Really, you should have been here on Saturday. If you had, you could have joined the large groups of Cambodians flocking about certain houses. ‘Halloween houses’ as decorative signs on the gates announced. You would have seen their jaws drop to the ground as Tuk Tuks filled with whole families of monsters, witches, ghouls, princesses and fairies drew up outside the gates, examining a map, and crying, “This is one!”.

This was seriously organised Trick or Treating! How could it be otherwise? They could hardly turn up at houses randomly and expect their Khmer hosts to have a clue what to do. Actually it struck me as a great idea that could revive a safe and fun way to Trick or Treat back home. The only problem is, of course, that this way, there are no tricks. And judging by the number of sweets given out at just one of these houses, bedtime in expatriate homes on Saturday night can not have been pretty.

We managed to avoid the sugar high because we didn’t get any further than our first house. I blame myself. For some reason I forgot to warn Jemima that the costumes might be scary. I had underestimated the imagination of some of the older kids. When we arrived at my friend Tone’s house we were greeted, to the tune of Mediaeval Baebes’ Dance Of The Trolls, by her monster-masked son, with his ‘ghost of the Christmas future’ friend. They jumped out at us just as we had entered a darkened den covered with spooky, staring, cut-out eyes. Jemima has slept in our bed ever since.

It was brilliant and ingenious and I’m sure next year she’ll appreciate it. But as I took my exhausted child for a peaceful ride home in a cyclo at sunset, and passed a silent, stray Tuk-Tuk carrying four giant eyeballs, I could not help wishing we were back home with her cousins in England for some good old family tradition.

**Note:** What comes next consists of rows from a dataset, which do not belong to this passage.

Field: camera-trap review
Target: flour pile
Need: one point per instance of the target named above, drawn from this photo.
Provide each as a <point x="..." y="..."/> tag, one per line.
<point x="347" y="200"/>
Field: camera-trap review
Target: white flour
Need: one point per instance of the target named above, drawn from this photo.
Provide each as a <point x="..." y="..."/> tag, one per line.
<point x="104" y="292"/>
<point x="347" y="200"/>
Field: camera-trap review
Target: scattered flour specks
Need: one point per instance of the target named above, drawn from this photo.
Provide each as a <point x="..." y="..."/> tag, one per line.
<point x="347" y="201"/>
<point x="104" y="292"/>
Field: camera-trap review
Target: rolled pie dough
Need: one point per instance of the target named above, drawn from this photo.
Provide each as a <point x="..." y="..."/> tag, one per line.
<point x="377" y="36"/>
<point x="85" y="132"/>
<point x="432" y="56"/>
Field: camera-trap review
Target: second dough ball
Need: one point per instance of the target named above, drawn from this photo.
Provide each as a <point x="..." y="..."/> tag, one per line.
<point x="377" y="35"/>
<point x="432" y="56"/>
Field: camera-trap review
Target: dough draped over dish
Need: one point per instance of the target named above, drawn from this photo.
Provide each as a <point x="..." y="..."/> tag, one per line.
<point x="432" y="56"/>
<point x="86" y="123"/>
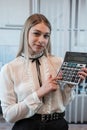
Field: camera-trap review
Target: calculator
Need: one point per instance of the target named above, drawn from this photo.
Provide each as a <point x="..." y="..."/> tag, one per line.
<point x="73" y="62"/>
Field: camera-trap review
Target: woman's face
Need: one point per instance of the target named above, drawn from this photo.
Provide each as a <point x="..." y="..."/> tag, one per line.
<point x="38" y="37"/>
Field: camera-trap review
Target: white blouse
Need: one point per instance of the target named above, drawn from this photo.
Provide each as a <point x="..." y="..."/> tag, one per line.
<point x="18" y="85"/>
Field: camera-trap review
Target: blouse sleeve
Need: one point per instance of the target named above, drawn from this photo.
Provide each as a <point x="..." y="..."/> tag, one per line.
<point x="13" y="110"/>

The next day we made pumpkin pie and drank hot chocolate with marshmallows.

1 comment:

Mangy said...

Jus to reassure you we had no tricks last night here in England simply oversize pumkins, a few skeletons, and other ghoulish things...all accompanied by weary parents!! However the weather, our favourite topic, was beautifully sunny, fresh and lots of crunchy leaves around. Apparently national shortage of pumkins thuoght due to poor weather over summer...
Oh and wasn't it I who was the red devil...need to check the photo albums!!